Methods: : We analyzed medical and pharmacy claims for patients initiating trastuzumab therapy between 2022 and 2024. Causal discovery algorithms identified relationships between patient characteristics (age, gender, comorbidities), treatment setting (duration, switching rates, dosing frequency, adherence, out-of-pocket (OOP)), total aggregated healthcare costs (inclusive of drug, hospital visits, ER visits, and physician fees), payer factors (formulary coverage, copay differentials), provider attributes (specialty, practice setting), margin percentage (reimbursed amount vs. Average Sales Price ASP), and biosimilar utilization and adoption. Treatment duration and adherence were also measured.

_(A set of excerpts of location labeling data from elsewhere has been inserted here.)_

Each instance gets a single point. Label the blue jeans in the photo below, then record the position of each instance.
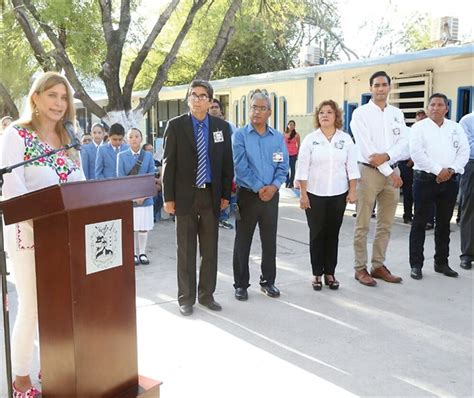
(426, 194)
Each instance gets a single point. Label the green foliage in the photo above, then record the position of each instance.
(17, 64)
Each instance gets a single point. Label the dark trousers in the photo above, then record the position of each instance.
(406, 173)
(324, 221)
(202, 224)
(427, 191)
(467, 212)
(290, 178)
(254, 211)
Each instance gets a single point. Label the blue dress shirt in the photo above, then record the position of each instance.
(206, 141)
(467, 123)
(259, 159)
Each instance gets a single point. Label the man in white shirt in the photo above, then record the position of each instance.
(381, 137)
(440, 150)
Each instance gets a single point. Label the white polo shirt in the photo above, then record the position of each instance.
(327, 166)
(433, 148)
(380, 131)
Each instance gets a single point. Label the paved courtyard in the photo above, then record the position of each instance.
(409, 340)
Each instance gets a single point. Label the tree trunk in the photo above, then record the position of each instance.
(225, 34)
(162, 73)
(8, 103)
(137, 63)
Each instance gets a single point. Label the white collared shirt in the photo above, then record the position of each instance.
(327, 166)
(433, 148)
(380, 131)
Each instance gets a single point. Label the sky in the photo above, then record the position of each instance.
(355, 12)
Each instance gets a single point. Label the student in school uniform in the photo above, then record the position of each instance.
(136, 161)
(106, 161)
(89, 150)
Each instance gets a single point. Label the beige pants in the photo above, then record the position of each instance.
(374, 186)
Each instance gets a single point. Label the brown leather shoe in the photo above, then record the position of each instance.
(363, 277)
(383, 273)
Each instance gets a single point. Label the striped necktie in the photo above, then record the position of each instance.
(201, 148)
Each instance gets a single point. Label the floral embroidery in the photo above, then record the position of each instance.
(60, 162)
(19, 240)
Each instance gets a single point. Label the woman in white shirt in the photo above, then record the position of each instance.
(50, 101)
(327, 173)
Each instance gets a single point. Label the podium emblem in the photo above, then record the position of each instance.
(103, 246)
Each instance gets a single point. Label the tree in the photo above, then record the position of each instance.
(53, 22)
(16, 63)
(270, 33)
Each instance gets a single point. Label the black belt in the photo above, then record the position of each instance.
(247, 189)
(393, 166)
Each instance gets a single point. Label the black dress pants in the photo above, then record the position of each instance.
(426, 192)
(254, 211)
(202, 224)
(324, 220)
(467, 212)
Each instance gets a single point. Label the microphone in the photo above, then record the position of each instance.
(75, 143)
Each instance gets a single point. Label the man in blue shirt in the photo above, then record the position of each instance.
(467, 197)
(261, 166)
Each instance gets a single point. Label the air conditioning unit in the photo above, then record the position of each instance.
(445, 30)
(310, 55)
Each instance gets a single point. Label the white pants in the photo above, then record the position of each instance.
(26, 323)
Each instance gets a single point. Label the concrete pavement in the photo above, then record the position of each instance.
(414, 339)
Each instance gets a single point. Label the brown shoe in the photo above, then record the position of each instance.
(383, 273)
(363, 277)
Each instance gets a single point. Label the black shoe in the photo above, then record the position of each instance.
(241, 294)
(270, 290)
(416, 273)
(446, 270)
(186, 309)
(212, 305)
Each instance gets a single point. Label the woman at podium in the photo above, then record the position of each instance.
(40, 130)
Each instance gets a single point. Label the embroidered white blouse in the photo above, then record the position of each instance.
(327, 165)
(20, 144)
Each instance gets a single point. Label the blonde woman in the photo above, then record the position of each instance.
(50, 102)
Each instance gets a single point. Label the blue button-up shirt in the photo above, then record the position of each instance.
(206, 141)
(467, 123)
(259, 159)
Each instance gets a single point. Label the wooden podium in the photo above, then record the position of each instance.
(86, 285)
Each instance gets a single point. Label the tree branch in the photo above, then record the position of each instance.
(137, 63)
(225, 34)
(162, 73)
(8, 102)
(39, 53)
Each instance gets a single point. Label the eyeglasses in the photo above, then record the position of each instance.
(257, 108)
(195, 97)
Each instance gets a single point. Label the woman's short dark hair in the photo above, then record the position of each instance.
(333, 105)
(380, 73)
(439, 95)
(116, 129)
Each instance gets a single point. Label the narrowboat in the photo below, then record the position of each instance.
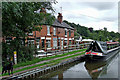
(101, 50)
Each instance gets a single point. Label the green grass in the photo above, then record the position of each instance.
(46, 58)
(50, 62)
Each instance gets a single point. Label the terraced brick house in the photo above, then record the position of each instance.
(59, 34)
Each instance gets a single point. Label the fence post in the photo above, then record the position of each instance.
(63, 49)
(68, 48)
(55, 50)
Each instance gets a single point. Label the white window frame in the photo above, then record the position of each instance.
(55, 42)
(54, 31)
(48, 42)
(48, 30)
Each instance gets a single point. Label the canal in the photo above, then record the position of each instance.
(82, 70)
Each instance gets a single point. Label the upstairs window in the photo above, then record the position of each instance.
(48, 43)
(54, 31)
(65, 32)
(48, 30)
(69, 32)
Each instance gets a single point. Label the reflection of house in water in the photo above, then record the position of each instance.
(60, 76)
(95, 68)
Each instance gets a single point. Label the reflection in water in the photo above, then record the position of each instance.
(95, 69)
(60, 76)
(79, 69)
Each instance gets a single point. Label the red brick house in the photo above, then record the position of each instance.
(59, 34)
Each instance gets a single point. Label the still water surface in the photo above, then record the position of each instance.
(90, 70)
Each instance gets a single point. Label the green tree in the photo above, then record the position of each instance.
(18, 18)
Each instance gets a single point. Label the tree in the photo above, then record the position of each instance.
(18, 18)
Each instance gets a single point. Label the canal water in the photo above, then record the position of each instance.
(103, 70)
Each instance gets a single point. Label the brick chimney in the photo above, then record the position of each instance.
(59, 17)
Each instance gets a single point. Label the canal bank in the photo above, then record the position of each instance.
(102, 70)
(59, 61)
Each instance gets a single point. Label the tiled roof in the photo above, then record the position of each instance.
(63, 24)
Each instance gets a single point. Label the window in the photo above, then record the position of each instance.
(54, 42)
(30, 42)
(48, 44)
(69, 42)
(65, 43)
(69, 32)
(43, 43)
(65, 32)
(48, 30)
(37, 43)
(54, 31)
(8, 40)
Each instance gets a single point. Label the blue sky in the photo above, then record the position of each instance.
(90, 13)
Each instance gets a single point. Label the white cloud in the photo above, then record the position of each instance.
(90, 14)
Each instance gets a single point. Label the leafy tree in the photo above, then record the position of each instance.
(18, 18)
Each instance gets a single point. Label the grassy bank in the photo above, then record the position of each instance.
(45, 58)
(50, 62)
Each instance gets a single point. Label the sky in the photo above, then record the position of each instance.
(90, 13)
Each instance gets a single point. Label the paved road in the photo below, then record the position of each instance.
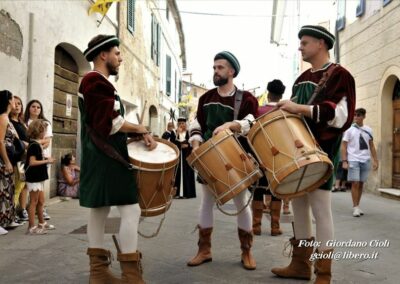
(59, 257)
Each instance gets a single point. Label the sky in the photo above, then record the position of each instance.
(243, 28)
(245, 33)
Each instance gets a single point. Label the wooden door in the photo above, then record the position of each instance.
(65, 111)
(396, 144)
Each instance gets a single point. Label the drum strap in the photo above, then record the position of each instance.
(322, 82)
(107, 148)
(238, 102)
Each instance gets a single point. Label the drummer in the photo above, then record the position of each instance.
(106, 182)
(275, 90)
(215, 113)
(328, 116)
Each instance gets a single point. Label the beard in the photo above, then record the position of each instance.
(113, 70)
(219, 81)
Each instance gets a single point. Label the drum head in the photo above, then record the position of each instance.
(162, 154)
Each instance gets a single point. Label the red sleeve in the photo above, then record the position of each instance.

Results: : Among 26,547 eligible patients, 83% initiated biosimilars, with notable variation across payer channels (Originator vs Biosimilar—Commercial: 43% vs 48%, Medicare: 44% vs 34%). Descriptive analyses suggest that provider economics may be a key driver of biosimilar adoption. Preliminary findings show a median treatment duration of 5.1 months for biosimilar users versus 6.3 months for originator users. Adherence rates were 67% among biosimilar users compared to 55% for originator users.
Conclusions: : Causal AI analysis of real-world claims data highlights critical factors driving biosimilar utilization, such as formulary coverage, geographic and organizational practices, and reimbursement policies. Insights derived from causal modeling can inform targeted strategies to improve data-driven adoption rates, patient outcomes and optimize healthcare expenditure.